Rafsanjani’s interview with the official Iranian news agency IRNA was not published on IRNA’s English-language site.
The Times of Israel noted that Rafsanjani’s comments “would appear to mark the first time a top Iranian official — current or former — has said the country sought a nuclear weapon, in contravention of repeated assurances by the regime that its enrichment program is and always has been peaceful.”
In the translation posted by NCRI, the former president said that nuclear development began in the 1980s during the Iran-Iraq war.
“At the time that we started, we were at war and we were looking to have this capability for the day that our enemy would want to resort to the nuclear bomb,” Rafsanjani said.
He also described how he and Ayatollah Ali Khamenei — today Iran’s supreme leader — sought to meet A.Q. Khan, the prominent scientist behind Pakistan’s atomic bomb development.

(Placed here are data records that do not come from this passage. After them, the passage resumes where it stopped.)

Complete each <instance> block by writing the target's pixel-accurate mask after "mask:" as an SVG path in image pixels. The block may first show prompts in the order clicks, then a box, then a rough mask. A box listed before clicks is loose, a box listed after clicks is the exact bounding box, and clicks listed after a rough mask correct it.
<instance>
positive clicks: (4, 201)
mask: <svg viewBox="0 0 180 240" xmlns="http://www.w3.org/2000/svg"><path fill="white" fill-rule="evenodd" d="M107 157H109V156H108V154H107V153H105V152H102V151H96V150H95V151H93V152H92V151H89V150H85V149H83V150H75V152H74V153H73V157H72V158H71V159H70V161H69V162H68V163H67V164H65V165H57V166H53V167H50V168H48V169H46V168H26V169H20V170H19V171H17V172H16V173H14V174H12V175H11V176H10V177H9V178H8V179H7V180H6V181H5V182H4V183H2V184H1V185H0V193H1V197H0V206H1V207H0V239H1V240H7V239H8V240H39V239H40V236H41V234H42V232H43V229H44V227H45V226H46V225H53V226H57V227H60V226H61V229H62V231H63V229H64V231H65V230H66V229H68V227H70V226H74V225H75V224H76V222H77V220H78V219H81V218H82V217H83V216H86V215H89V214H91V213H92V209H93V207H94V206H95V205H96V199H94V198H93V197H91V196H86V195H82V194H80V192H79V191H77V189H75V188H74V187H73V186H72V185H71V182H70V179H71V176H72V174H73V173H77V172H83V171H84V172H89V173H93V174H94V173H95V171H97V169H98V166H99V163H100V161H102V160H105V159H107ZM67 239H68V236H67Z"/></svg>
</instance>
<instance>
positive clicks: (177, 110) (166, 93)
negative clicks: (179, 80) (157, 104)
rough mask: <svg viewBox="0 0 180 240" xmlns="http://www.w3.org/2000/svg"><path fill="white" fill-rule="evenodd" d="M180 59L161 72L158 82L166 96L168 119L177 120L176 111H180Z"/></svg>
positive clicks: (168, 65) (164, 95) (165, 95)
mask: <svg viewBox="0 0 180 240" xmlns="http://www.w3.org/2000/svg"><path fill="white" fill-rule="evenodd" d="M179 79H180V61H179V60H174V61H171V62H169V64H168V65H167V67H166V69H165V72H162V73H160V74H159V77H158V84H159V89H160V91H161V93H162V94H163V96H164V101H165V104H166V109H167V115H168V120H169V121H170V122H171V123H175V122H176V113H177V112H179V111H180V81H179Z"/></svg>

“It seemed that Mr. Abdul Qadeer Khan himself believed that the Islamic World should have the nuclear bomb. He believed in this and it was he who built Pakistan’s nuclear bomb although it took time to build the bomb. In any case, they agreed to help us a bit,” the translation of Rafsanjani’s remarks said.
Iranian leaders have insisted repeatedly that Iran’s nuclear program is for peaceful purposes.